Concerns about Red-Green-Refactor

Green, Red, Green, GreenI have never worked in an environment that practices Test Driven Development (TDD), but the little that I have read suggests that there are three phases: Red – The Test is written, and checked that it will fail properly; Green – The test code is rewritten so that is passes ‘by any means possible’; and finally Refactor – the code under test is refactored to produce the desired end-results for real.

I understand the point of testing that your test can fail, but I don’t understand why its a good idea to make it look like your test is passing with anything other than real code? At ‘Red’ I can hope no-one will mistake my failing test for something that is working or finished – at ‘Green’ however, I have a test that appears to be functioning and could easily be mistaken for a test that was complete for code that was complete! The process has three steps; Write Test, Write basic Production Code, and Refactor…. but the measurement system has just two outputs; Red and Green. The output does not tell an interested third party where the process got to – or to put it another way, there is no correlation between the process and the output. Now, if a test could somehow be informed where you were at in the development process you could have Red – Chartreuse – Green – with the middle-colour (indicating yellowish-green) also marking the middle step of the process and a kind-of test pass (but not the real test pass). But to do this, you would have to maintain meta-data in your code about the process you were following when coding, which would itself become another point of failure, perhaps?

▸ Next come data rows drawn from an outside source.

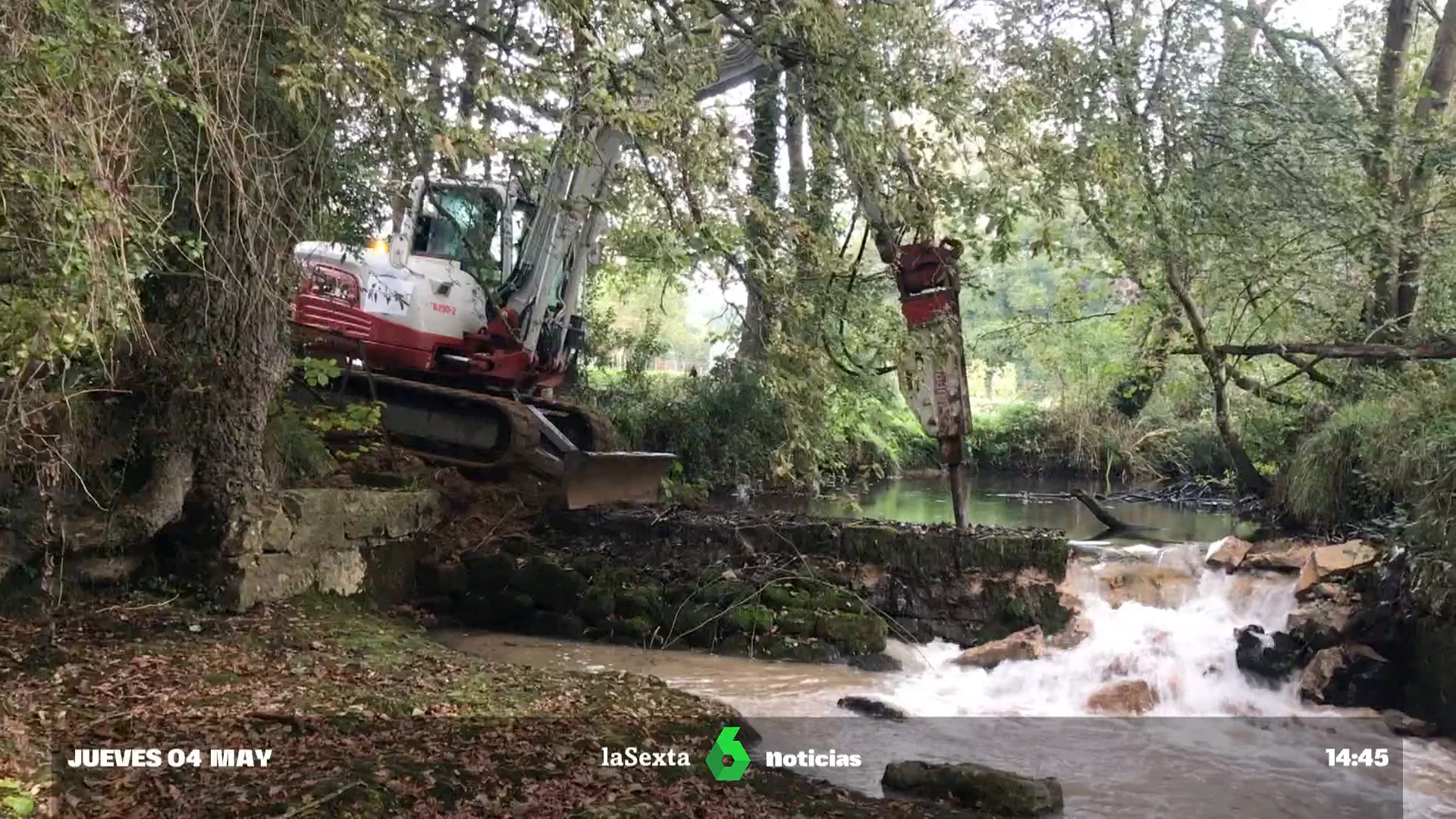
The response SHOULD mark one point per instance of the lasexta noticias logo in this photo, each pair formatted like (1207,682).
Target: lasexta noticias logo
(728,758)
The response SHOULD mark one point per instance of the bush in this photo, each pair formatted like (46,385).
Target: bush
(1394,450)
(734,426)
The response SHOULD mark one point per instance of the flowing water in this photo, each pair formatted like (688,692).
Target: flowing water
(1165,621)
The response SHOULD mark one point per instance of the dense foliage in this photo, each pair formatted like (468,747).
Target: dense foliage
(1204,238)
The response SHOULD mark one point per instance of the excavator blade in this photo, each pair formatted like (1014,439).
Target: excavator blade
(592,479)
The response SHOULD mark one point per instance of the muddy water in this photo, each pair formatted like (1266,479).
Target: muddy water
(1216,745)
(925,500)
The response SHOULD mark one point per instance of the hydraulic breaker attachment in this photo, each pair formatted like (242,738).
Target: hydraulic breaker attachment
(932,372)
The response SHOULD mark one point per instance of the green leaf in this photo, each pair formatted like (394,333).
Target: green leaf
(19,805)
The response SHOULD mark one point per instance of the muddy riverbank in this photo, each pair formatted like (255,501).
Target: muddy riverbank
(360,714)
(1216,744)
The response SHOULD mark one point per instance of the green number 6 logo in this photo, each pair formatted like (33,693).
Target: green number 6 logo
(728,760)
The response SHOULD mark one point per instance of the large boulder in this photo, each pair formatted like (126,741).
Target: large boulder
(1350,675)
(871,707)
(1338,560)
(1152,585)
(880,662)
(1228,553)
(1125,698)
(1269,656)
(1072,635)
(1025,645)
(1321,624)
(976,787)
(1279,556)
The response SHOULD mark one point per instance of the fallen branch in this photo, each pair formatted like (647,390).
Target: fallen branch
(1445,349)
(1100,512)
(309,806)
(1308,368)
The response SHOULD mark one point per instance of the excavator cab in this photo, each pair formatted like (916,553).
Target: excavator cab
(513,417)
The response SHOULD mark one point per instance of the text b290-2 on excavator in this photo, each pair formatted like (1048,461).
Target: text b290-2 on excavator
(433,328)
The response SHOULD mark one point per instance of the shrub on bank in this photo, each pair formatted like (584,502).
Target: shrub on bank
(731,426)
(1392,452)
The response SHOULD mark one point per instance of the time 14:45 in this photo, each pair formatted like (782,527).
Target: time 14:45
(1369,758)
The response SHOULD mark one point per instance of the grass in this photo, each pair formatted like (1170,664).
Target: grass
(366,716)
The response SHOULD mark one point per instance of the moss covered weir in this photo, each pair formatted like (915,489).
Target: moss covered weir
(775,586)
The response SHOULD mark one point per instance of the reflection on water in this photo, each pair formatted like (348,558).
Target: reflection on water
(928,500)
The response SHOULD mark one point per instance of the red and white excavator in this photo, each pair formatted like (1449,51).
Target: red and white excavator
(471,318)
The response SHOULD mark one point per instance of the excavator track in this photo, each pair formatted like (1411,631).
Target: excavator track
(498,431)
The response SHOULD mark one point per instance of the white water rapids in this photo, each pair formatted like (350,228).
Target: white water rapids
(1165,621)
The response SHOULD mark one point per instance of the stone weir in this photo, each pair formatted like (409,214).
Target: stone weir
(775,586)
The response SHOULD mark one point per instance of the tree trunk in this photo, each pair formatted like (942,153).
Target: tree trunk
(1436,85)
(1247,474)
(764,190)
(1133,391)
(1400,22)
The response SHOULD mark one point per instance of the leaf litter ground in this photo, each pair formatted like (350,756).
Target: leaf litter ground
(364,716)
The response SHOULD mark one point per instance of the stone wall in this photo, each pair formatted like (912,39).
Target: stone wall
(321,539)
(777,586)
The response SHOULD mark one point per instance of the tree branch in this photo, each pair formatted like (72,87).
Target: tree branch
(1443,349)
(1310,371)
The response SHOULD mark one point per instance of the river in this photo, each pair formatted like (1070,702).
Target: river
(1216,745)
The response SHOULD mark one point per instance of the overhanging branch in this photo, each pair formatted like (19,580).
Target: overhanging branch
(1445,349)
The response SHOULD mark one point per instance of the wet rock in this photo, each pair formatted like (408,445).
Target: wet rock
(1335,560)
(880,662)
(1270,656)
(1072,635)
(976,787)
(1277,556)
(1125,698)
(1025,645)
(1348,675)
(1320,624)
(855,634)
(1405,725)
(871,707)
(104,570)
(1150,585)
(1329,592)
(1228,553)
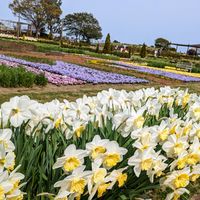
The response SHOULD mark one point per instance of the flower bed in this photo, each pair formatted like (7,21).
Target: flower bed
(52,78)
(114,145)
(78,72)
(160,72)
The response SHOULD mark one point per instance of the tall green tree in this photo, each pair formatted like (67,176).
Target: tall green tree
(53,12)
(143,51)
(30,10)
(107,45)
(84,26)
(38,12)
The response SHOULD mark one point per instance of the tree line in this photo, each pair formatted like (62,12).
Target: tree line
(46,15)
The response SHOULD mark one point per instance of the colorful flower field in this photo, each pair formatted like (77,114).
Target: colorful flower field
(161,72)
(115,145)
(64,73)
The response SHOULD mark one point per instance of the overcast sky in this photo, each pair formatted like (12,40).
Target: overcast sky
(137,21)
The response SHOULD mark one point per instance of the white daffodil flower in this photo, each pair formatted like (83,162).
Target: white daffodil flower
(135,121)
(174,146)
(142,161)
(17,110)
(75,183)
(178,179)
(72,159)
(113,155)
(176,194)
(97,147)
(5,185)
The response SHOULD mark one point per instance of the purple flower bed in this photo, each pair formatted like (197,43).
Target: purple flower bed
(55,79)
(78,72)
(156,72)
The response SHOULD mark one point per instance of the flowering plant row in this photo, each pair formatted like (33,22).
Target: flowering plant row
(117,144)
(56,79)
(161,72)
(77,72)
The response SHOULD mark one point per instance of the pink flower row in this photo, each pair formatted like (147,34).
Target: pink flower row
(52,78)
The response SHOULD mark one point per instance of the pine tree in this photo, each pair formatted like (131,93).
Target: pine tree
(143,51)
(107,46)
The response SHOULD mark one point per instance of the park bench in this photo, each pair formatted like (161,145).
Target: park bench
(186,66)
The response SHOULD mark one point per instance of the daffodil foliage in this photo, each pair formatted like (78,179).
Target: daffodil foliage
(115,145)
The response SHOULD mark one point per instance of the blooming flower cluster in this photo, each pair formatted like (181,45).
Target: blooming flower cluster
(76,73)
(9,177)
(151,132)
(104,155)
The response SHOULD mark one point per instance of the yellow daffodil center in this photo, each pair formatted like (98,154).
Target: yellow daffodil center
(194,177)
(196,112)
(146,164)
(164,134)
(79,131)
(178,147)
(99,175)
(5,144)
(181,181)
(2,161)
(121,179)
(2,192)
(102,189)
(15,186)
(139,121)
(58,122)
(173,130)
(78,185)
(97,151)
(198,133)
(187,129)
(15,111)
(181,163)
(112,159)
(176,196)
(71,163)
(192,159)
(185,100)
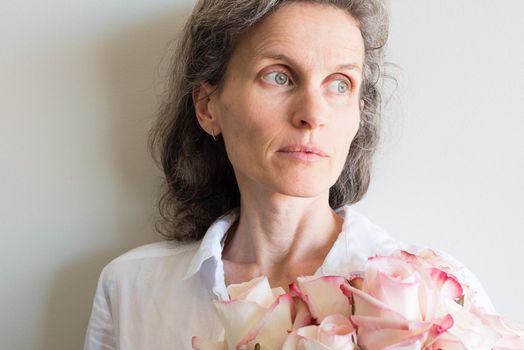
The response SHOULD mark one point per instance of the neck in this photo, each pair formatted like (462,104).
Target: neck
(277,233)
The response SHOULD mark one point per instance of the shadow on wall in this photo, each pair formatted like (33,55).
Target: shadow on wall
(133,69)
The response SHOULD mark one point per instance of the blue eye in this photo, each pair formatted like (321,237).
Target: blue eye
(278,78)
(340,86)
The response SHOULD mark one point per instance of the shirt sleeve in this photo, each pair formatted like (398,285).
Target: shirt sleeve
(100,333)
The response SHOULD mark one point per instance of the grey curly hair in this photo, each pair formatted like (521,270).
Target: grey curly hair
(200,184)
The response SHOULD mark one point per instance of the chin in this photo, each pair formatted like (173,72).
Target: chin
(303,189)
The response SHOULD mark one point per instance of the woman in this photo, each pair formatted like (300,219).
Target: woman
(265,140)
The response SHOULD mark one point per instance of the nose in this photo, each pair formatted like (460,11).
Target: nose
(310,109)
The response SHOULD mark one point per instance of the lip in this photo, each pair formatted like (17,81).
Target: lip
(303,152)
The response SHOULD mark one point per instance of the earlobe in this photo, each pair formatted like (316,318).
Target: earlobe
(203,109)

For example, in Automated Builds I mentioned that I had noticed confusion between causes of test failures (was it a bad test, or a bad code-change), and one might additionally imagine complaints that a test was at Chartreuse (because it had been incorrectly marked as being at the central phase when in fact it really ought to have gone back to the ‘Red’ step because changes to functionality should have resulted in tests being rewritten. I can’t help but feel I am being a little ridiculous here, but…?

In fact, thinking about it, I have seen tests that indicate that the TDD process is in fact Green, Red, Green, Green – because if you write a test with no Assert the test will pass (in my experience with NUnit at least). Therefore, you can have a test that appears to work (it’s green) and yet nothing has been tested. maybe it is melodramatic to say it, but that’s scary and very wrong.

Let me be clear, I am not against starting new coding with writing unit tests, and I certainly believe that designing code from the ground-up to be testable is a good thing, but I just can’t understand this desire to ‘hack’ code to achieve a unit-test success in the steps to tested and working code.